Remarkably, six individuals in the study developed mental illness without intellectual disability, and two had no epilepsy at all.

Under today’s guidelines, those patients would rarely receive genetic testing, because psychiatric symptoms alone usually don’t trigger sequencing.

The researchers argue that the true rate of isolated mental illness tied to GRIN2A null variants is likely underestimated – a blind spot created by who gets tested in the first place.

Another nuance emerged. More than 80 percent of GRIN2A null carriers with mental illness had epilepsy at some point.

Psychiatric symptoms typically appeared after seizures had resolved, and seizure history did not predict who developed psychosis, mood, or anxiety disorders.

A possible treatment path

The study also points toward a treatable pathway. Four people with GRIN2A-null-linked psychiatric symptoms received high-dose L-serine (up to 500 mg/kg/day) for more than a year.

All four improved. One person’s hallucinations stopped. Another’s overly suspicious symptoms remitted. A third had better control of behavioral problems. A fourth had fewer seizures.

Why L-serine? In the brain, it converts to D-serine, a co-agonist that activates NMDA receptors. If GRIN2A-dependent receptors are underperforming, flooding synapses with D-serine could partially restore signaling.

It’s a neat fit with longstanding observations that NMDA antagonists like ketamine and PCP can induce psychotic states in healthy people.

Prior D-serine trials in schizophrenia have yielded mixed results, most likely because those studies didn’t select patients by molecular cause. In a GRIN2A null subgroup, the signal may be much stronger.

GRIN2A’s shared biological pathway

GRIN2A joins a short list of high-confidence psychiatric genes. The well-known 22q11.2 deletion carries high schizophrenia risk but removes many genes and produces a recognizable developmental syndrome.

SETD1A is another strong risk gene, also often paired with severe neurodevelopmental issues.

Large-scale exome studies (like SCHEMA in 2022) flagged only about ten genes where rare variants markedly elevate schizophrenia risk, including GRIN2A (NMDA) and GRIA3 (AMPA), both pillars of glutamate signaling.

The convergence is hard to miss: in at least a subset of patients, glutamatergic hypofunction looks causal, not incidental.

Expanding psychiatric testing

Genetic testing is routine for unexplained seizures and developmental delays. It’s not standard for a 12-year-old with a first psychotic break or a 10-year-old with severe anxiety.
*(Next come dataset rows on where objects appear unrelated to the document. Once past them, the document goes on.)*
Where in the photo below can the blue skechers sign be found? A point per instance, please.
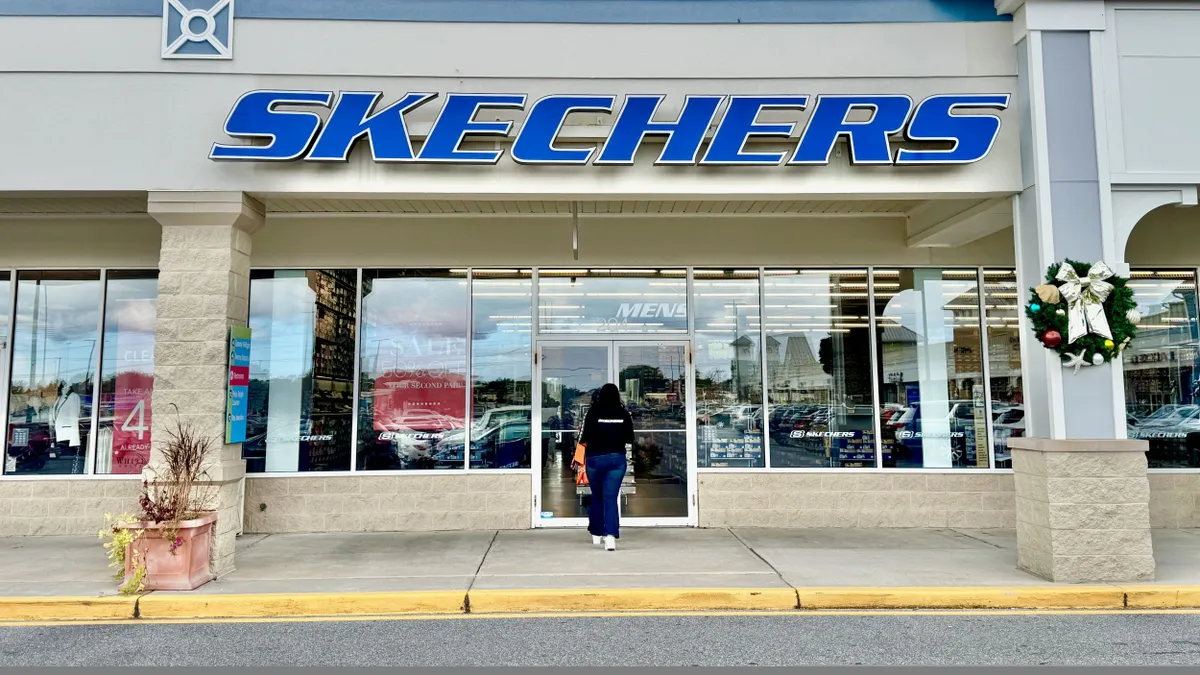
(963, 129)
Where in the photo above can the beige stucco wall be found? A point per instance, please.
(1169, 236)
(857, 500)
(479, 501)
(79, 242)
(75, 506)
(382, 503)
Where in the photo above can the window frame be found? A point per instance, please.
(6, 371)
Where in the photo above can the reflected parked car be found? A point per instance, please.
(508, 444)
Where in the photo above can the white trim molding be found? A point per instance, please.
(1131, 203)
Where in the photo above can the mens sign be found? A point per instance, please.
(286, 126)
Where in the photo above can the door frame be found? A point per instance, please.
(613, 344)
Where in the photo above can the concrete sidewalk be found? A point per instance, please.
(448, 566)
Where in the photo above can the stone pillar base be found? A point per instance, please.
(203, 291)
(1083, 509)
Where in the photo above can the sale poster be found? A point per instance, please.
(131, 412)
(420, 401)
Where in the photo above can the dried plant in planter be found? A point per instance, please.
(177, 488)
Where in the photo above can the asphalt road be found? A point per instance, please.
(909, 639)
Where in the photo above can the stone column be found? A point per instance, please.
(203, 291)
(1081, 488)
(1083, 509)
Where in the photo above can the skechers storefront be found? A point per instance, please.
(798, 243)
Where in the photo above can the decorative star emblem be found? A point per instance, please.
(197, 29)
(1075, 360)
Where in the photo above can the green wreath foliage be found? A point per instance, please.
(1116, 308)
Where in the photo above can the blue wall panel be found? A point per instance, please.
(552, 11)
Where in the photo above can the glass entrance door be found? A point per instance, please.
(653, 377)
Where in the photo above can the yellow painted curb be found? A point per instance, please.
(630, 599)
(964, 597)
(171, 605)
(1170, 597)
(67, 608)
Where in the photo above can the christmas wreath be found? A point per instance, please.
(1084, 311)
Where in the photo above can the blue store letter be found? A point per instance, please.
(684, 136)
(352, 119)
(535, 142)
(457, 119)
(291, 132)
(971, 135)
(741, 123)
(869, 141)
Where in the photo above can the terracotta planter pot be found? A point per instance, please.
(184, 571)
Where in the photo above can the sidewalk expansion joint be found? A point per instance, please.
(765, 561)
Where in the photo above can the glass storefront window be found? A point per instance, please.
(1003, 306)
(413, 369)
(501, 370)
(126, 376)
(729, 369)
(5, 311)
(819, 369)
(930, 369)
(54, 356)
(301, 370)
(1161, 370)
(612, 300)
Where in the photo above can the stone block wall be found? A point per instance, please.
(1083, 511)
(858, 500)
(64, 507)
(1175, 500)
(384, 503)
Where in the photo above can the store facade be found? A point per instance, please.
(798, 239)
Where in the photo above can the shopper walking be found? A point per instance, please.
(607, 430)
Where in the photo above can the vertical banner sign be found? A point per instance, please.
(131, 402)
(238, 392)
(981, 422)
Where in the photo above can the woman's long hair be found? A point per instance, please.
(609, 400)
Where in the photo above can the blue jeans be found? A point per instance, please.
(605, 473)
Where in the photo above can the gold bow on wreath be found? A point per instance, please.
(1085, 300)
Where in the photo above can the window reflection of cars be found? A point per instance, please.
(504, 446)
(1170, 434)
(419, 420)
(910, 435)
(1008, 424)
(739, 418)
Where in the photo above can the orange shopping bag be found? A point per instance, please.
(581, 475)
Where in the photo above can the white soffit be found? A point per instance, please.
(108, 204)
(898, 208)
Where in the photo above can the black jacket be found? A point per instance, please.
(606, 431)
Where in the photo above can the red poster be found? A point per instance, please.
(421, 402)
(131, 416)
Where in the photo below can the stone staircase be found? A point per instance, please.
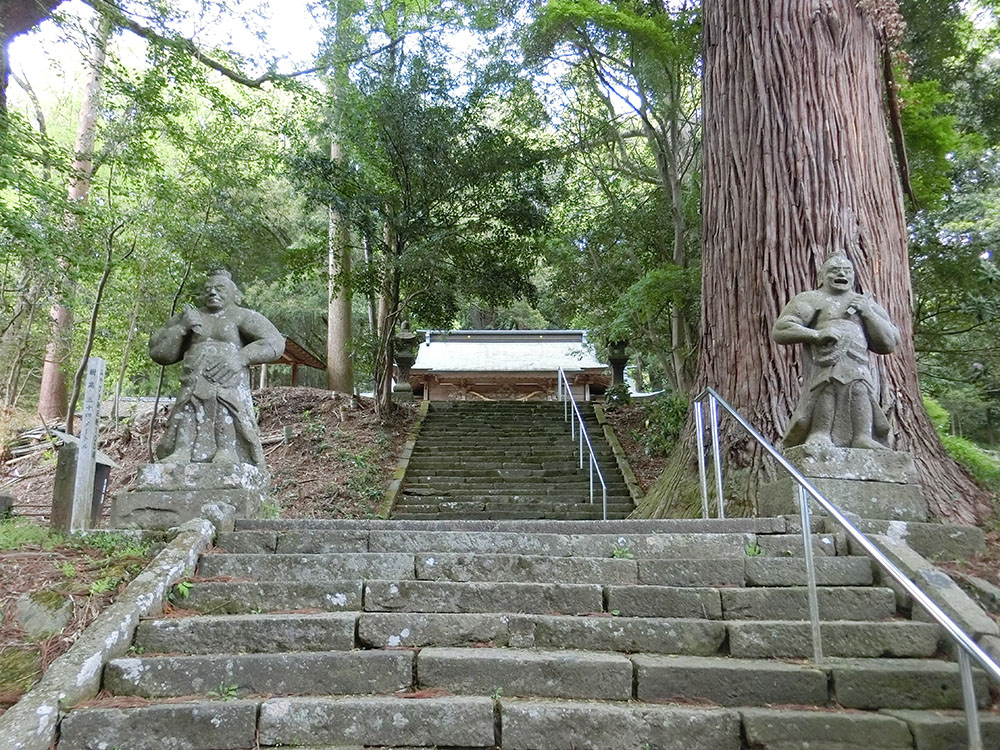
(507, 460)
(527, 635)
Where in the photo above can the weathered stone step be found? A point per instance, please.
(451, 467)
(851, 683)
(317, 567)
(541, 448)
(432, 514)
(529, 538)
(486, 474)
(251, 633)
(516, 507)
(585, 725)
(336, 631)
(412, 596)
(522, 501)
(374, 721)
(594, 633)
(643, 527)
(447, 487)
(468, 722)
(508, 460)
(793, 640)
(841, 603)
(196, 725)
(295, 673)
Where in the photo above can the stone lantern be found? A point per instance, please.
(405, 345)
(618, 359)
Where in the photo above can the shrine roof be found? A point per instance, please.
(506, 351)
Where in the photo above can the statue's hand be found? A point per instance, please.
(827, 337)
(225, 372)
(191, 319)
(861, 304)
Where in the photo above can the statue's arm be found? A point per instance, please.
(883, 335)
(166, 344)
(264, 342)
(793, 325)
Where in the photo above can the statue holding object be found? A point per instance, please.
(838, 327)
(212, 420)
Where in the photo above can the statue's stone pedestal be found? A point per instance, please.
(168, 495)
(871, 483)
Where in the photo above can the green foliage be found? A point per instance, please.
(17, 533)
(621, 550)
(983, 467)
(181, 590)
(665, 420)
(616, 396)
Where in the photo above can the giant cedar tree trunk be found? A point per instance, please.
(797, 164)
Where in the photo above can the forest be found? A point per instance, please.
(662, 172)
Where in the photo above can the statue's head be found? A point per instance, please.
(221, 291)
(836, 275)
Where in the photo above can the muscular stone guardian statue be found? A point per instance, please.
(838, 328)
(212, 420)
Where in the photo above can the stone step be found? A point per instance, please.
(644, 527)
(793, 640)
(194, 725)
(539, 504)
(487, 474)
(344, 631)
(250, 633)
(396, 723)
(516, 463)
(869, 684)
(528, 538)
(606, 569)
(425, 485)
(438, 515)
(383, 671)
(236, 597)
(313, 536)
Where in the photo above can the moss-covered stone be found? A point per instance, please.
(43, 613)
(20, 668)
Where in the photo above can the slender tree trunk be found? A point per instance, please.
(797, 164)
(133, 324)
(339, 367)
(52, 399)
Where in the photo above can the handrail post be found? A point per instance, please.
(590, 465)
(713, 413)
(969, 700)
(817, 637)
(699, 428)
(968, 649)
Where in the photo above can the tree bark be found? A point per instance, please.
(52, 399)
(339, 368)
(797, 164)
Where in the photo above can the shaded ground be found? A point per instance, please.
(329, 457)
(629, 423)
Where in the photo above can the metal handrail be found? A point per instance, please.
(968, 647)
(566, 396)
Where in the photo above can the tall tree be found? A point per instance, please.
(52, 397)
(339, 364)
(796, 164)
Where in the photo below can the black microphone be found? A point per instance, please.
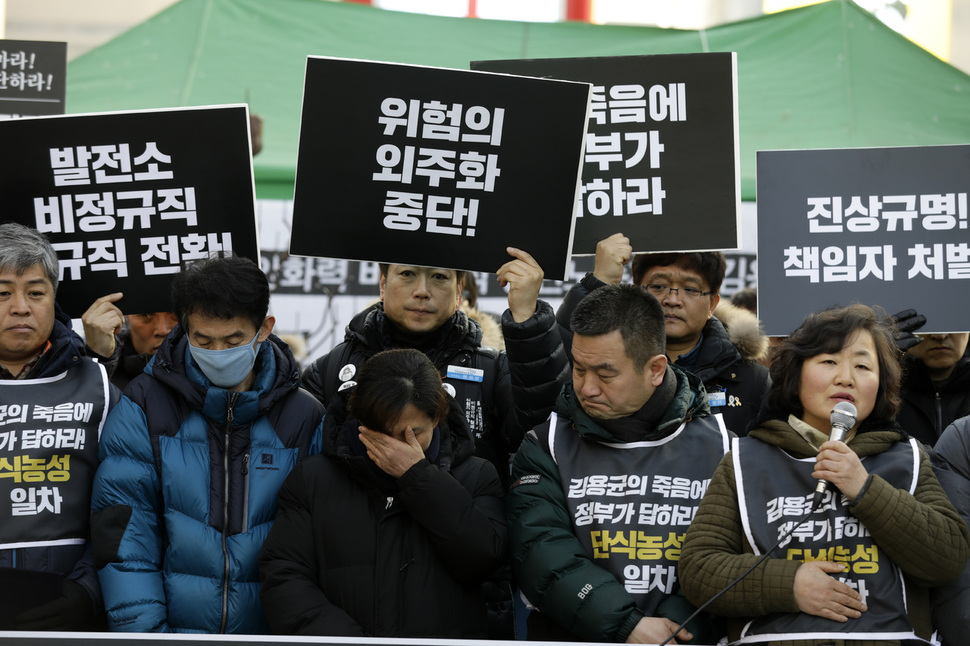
(843, 419)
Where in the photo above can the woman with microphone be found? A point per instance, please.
(854, 562)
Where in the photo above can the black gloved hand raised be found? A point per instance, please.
(904, 324)
(73, 610)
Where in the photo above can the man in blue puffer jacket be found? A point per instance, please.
(192, 459)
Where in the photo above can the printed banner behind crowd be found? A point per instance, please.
(438, 167)
(33, 78)
(880, 226)
(127, 197)
(662, 163)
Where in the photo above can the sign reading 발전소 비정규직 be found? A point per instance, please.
(880, 226)
(436, 167)
(33, 78)
(126, 198)
(662, 160)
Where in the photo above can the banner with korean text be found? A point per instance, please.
(880, 226)
(33, 78)
(127, 198)
(662, 162)
(437, 167)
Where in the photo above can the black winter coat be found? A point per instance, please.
(928, 408)
(517, 390)
(350, 555)
(74, 562)
(951, 463)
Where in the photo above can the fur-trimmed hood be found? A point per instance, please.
(490, 324)
(744, 330)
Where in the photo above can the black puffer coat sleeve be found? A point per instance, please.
(293, 602)
(951, 462)
(576, 293)
(538, 368)
(463, 514)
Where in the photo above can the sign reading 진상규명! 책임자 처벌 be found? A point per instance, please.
(886, 227)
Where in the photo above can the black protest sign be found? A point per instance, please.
(880, 226)
(661, 161)
(33, 78)
(436, 167)
(127, 198)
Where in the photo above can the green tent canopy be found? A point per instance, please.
(825, 76)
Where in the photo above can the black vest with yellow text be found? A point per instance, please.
(776, 492)
(631, 503)
(49, 430)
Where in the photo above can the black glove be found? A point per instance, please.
(73, 610)
(904, 324)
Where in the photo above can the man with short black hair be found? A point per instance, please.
(53, 403)
(603, 492)
(420, 308)
(193, 458)
(719, 342)
(123, 343)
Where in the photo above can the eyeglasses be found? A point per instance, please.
(659, 290)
This study makes the case that, when onset is early or symptoms are severe, sequencing could uncover actionable biology – like a GRIN2A null variant – and open the door to targeted therapies such as L-serine.

That doesn’t mean most people with mental illness will have single gene answers. The vast majority won’t. But for a meaningful minority, the cause may be written in their DNA, and the treatment may be mechanism-based rather than trial-and-error.

A single gene that builds a key component of the brain’s glutamate receptors can, when switched off, initiate mental illness in childhood, sometimes without seizures or intellectual disability.

The finding challenges dogma, sharpens diagnosis, and hints at a workable intervention. More broadly, it shows how psychiatry can move from broad labels to precise biology, one defined mechanism at a time.

The study is published in the journal Molecular Psychiatry.